Photo-Refractive Keratectomy (PRK)
Photo-Refractive Keratectomy (PRK) is an alternate laser procedure for patients who have thin corneas where LASIK may not leave enough residual tissue behind.
During PRK, surgeons utilize the same excimer laser used during iLASIK but a flap is not created. Instead of a 110-micron flap, only the top 50 microns of the surface are removed. PRK is a quick, comfortable procedure, and is performed on-site in our convenient outpatient excimer laser suite. Topical anesthetic eye drops are first used to fully numb the eye. Next, the protective surface (epithelial) layer of the cornea is gently loosened and removed. Seconds later, the excimer laser reshapes the corneal tissue to the correct focusing power. Once the procedure is complete, a protective contact lens bandage is placed over the cornea to allow for comfortable healing. Generally, complete healing of the epithelium is achieved in 3-5 days.

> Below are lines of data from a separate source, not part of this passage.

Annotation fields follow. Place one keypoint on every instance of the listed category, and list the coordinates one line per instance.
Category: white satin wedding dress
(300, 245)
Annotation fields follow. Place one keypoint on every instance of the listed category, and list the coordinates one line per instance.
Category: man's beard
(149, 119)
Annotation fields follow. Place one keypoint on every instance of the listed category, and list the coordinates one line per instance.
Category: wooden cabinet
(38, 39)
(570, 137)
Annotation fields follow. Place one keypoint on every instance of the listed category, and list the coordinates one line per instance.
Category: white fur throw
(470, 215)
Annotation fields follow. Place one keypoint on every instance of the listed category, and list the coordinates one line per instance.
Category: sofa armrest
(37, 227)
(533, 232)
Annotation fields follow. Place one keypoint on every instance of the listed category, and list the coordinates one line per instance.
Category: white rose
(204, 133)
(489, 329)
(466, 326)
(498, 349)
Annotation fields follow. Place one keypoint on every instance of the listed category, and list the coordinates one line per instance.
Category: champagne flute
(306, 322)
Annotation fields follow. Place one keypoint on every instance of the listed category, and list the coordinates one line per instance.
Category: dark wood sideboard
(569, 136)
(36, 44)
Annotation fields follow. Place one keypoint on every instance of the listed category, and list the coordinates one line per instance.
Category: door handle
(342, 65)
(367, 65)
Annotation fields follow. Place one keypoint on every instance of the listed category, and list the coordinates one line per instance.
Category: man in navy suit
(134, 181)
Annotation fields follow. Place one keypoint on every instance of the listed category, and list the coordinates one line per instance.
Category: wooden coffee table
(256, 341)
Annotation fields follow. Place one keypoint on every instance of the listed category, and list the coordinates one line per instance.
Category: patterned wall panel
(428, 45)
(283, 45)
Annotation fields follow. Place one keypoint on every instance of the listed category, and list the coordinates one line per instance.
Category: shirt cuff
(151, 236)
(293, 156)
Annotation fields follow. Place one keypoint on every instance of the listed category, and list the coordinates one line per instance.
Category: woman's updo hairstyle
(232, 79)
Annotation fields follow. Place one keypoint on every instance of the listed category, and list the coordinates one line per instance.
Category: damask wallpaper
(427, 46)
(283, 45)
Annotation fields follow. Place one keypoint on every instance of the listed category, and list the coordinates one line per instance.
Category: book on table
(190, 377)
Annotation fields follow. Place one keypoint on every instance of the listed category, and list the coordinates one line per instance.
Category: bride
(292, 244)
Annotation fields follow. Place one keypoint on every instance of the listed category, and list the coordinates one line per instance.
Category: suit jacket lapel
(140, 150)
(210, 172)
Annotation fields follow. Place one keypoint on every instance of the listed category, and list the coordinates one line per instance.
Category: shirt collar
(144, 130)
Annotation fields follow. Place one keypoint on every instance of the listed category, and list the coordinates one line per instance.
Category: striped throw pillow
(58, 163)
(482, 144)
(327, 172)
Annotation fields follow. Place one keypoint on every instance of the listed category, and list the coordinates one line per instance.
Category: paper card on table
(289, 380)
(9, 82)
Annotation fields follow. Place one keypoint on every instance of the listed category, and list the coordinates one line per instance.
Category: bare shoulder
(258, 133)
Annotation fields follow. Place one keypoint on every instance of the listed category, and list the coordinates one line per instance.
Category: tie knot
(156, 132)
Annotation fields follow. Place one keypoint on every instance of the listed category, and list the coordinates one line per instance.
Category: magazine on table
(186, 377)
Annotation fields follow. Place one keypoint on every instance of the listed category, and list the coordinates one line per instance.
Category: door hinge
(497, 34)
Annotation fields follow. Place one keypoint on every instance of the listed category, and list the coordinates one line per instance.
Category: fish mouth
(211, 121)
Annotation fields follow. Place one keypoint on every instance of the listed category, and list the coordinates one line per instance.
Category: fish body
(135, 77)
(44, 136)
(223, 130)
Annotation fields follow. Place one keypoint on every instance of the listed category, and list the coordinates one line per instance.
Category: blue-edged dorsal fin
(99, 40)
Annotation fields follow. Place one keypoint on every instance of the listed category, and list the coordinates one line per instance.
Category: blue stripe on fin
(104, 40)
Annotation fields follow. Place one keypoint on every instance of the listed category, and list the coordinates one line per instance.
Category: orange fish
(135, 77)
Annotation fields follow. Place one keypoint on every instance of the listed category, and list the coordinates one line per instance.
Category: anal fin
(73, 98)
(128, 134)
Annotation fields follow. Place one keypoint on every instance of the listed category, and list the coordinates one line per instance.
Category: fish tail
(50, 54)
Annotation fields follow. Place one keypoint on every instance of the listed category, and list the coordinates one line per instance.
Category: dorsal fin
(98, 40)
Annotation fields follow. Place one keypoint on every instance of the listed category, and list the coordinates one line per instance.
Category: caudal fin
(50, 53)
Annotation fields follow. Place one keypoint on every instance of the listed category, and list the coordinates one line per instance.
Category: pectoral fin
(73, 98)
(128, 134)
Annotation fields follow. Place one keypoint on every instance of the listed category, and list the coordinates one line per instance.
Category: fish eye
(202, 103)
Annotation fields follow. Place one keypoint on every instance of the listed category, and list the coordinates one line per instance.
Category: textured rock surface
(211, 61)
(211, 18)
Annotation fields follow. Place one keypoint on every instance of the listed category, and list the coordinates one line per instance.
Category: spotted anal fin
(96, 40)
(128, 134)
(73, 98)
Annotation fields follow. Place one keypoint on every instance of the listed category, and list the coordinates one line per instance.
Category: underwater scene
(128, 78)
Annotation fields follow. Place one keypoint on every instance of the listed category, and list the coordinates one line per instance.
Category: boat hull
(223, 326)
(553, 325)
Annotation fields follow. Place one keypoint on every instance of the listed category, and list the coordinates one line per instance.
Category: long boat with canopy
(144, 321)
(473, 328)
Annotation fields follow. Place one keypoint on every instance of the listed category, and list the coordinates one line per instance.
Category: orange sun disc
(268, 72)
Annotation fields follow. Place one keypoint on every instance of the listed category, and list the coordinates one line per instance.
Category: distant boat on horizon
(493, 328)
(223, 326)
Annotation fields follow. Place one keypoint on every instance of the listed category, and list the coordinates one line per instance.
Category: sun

Many PRK patients notice improvement only a short time after the procedure. However, vision often blurs over the following few days as the epithelial healing process forms a little ridge near the center of the cornea. Over the next few weeks as the eyelid blinks, it will smooth out the central ridge and the vision will gradually get much sharper. Many PRK patients prefer to have one eye treated at a time, separated by a two-week-long healing period.
Implantable Contact Lens (ICL)
The implantable contact lens (ICL) is a refractive procedure where the surgeon places a lens inside the eye to help correct refractive error, such as high myopia (nearsightedness). The ICL is an alternative procedure to IntraLASIK, PRK, and Refractive Lens Exchange. Candidates for the ICL procedure usually range between 19 to 45 years old, with moderate to severe myopia.
The ICL is able to achieve stable, dependable results, and outstanding quality of vision. Although it is designed to remain in place within the eye without the need for maintenance, an ICL can be removed and replaced in the event a patient undergoes refractive changes over time. Because the ICL site is behind the eye’s iris, it is not visible to either patient or observer without clinical examination. The material of the ICL consists of the biocompatible collagen copolymer to prevent any adverse reactions inside the eye. It also contains a UV filter.
ICLs are a great refractive surgery option for patients who are near-sighted (between –2D and –20D) with limited amounts of astigmatism. The ICL is preferred for patients who have thinner or weaker corneas or for patients with extremely dry eyes. The Visian ICL has been successfully implanted in over 55,000 eyes worldwide. Over 99% of patients in the clinical trial were satisfied with their vision after the procedure.
One of the great benefits of the Visian Implantable Collamer lens is its lack of any structural changes to your eye with this procedure; we simply change your vision without changing your eye. The procedure is reversible. The lens is made of a collagen copolymer that is very biocompatible (doesn’t cause a reaction inside the eye) and can be removed if necessary.